Last October, when Showtime Sports announced seven-marquee boxing matchups to end 2016 and start 2017, fans were elated. The bouts pit top 10 champions against top 10 challengers, and each fight had the star power needed to corral the old viewership and grow a new base of fight fans.

This weekend, we have arrived at the last of the seven matchups, when Keith One Time Thurman faces off against Danny Swift Garcia, and there couldnt be a better culmination point.

Lets start with the social media war between the two where Thurman, the current WBA Super welterweight champion, has assumed the role of ringleader for the fans that believe Garcia cherry picks his opponents. Online taunts of Cherry Garcia have produced subsequent fan memes of Garcias face appearing on the Ben and Jerrys ice cream box.

At the January 18th pre-fight press conference, promoter Lou DiBella did his best to orchestrate a classy affair until Keith Thurman rubbed Garcia’s father/trainer Angel all the way wrong during his podium time. What resulted was the elder Garcia grabbing the microphone and berating Thurman with insults and racially sensitive street epithets before attempting to fight Thurman on the dais.

The disgust was clear from Showtime Sports Executive Vice President and General Manager Stephen Espinoza and set the tone for a true bad blood feud between the two champions. The elder Garcias horrible choice of street vernacular aside, this is what boxing needs. The pressure to prove who is the best has never been higher and with the departure of Floyd Money Mayweather from active competition, the top athletes are all vying to fill that void.

Thurman (27-0) has never been shy about self-promotion. Having trained with the late Ben Getty and currently working with Dan Birmingham at the St. Pete Boxing Club in Florida, Thurman was sparring with Winky Wright when he was a boy. He has the pedigree and after starting his career at light middleweight, he entered the welterweight division at the Barclays Center back in 2013.

It was a natural fit and Thurman won the WBA welterweight title that year with a 10th round TKO victory over Diego Chaves. Since then, he has knocked out Jesus Soto Karass and had wars with Robert Guerrero, Leonard Bundu and most recently Shawn Porter.   

Thurman campaigned hard for a shot at Mayweather before his retirement but did not succeed. Welterweight supremacy is clearly his only concern right now. Enter Danny Garcia.

Garcia, unbeaten at 33-0, is the self-proclaimed Philly Rican who has always been half fan favorite and half villain. It is clear the father-son duo know how to win, having demolished the light welterweight ranks and racking up titles along the way.

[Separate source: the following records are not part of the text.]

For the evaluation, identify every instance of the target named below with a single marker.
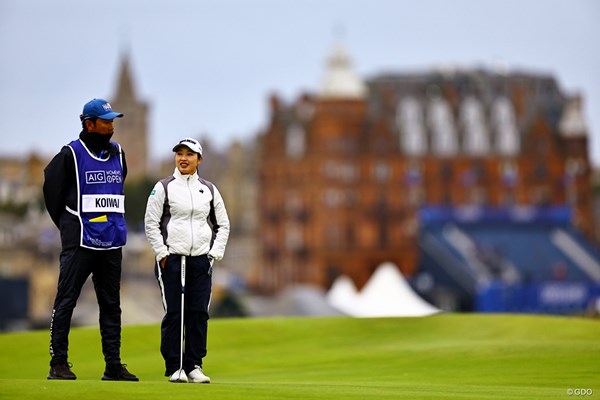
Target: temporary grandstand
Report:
(504, 260)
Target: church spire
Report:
(125, 87)
(341, 81)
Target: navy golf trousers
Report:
(76, 265)
(198, 284)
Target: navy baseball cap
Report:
(98, 108)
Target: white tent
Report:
(386, 294)
(343, 295)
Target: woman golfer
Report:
(187, 226)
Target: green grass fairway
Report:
(449, 356)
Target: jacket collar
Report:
(179, 175)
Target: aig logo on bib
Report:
(92, 177)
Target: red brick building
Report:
(344, 172)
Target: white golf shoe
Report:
(179, 376)
(197, 376)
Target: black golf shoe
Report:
(118, 372)
(61, 371)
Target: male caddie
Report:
(83, 190)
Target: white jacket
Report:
(181, 225)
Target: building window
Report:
(476, 137)
(441, 123)
(381, 171)
(409, 118)
(295, 141)
(505, 127)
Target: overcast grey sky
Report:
(208, 67)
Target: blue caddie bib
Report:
(101, 198)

But his fights against Mauricio Herrera and Lamont Peterson gave the fans fodder, dispelling them as unjust majority decision wins. Then Garcia entered the welterweight ranks, knocking out Rod Salka and then Paulie Malignaggi, both at the Barclays Center. After securing the WBC welterweight title against Robert Guerrero last year, the stage was set for the two top welterweights to finally meet.

Whoever wins this Saturday’s bout, which will be broadcast live on CBS, will indeed wear the crown, not simply because of the two belts they will hold, but this meeting of undefeated champs in their prime is what the fans want to see most.

Aside from the man who walks out of the ring victorious, the true winners are the fans and Showtime Sports, who finally are in tandem with premier boxing offerings that should help create a newly insatiable appetite for pugilism.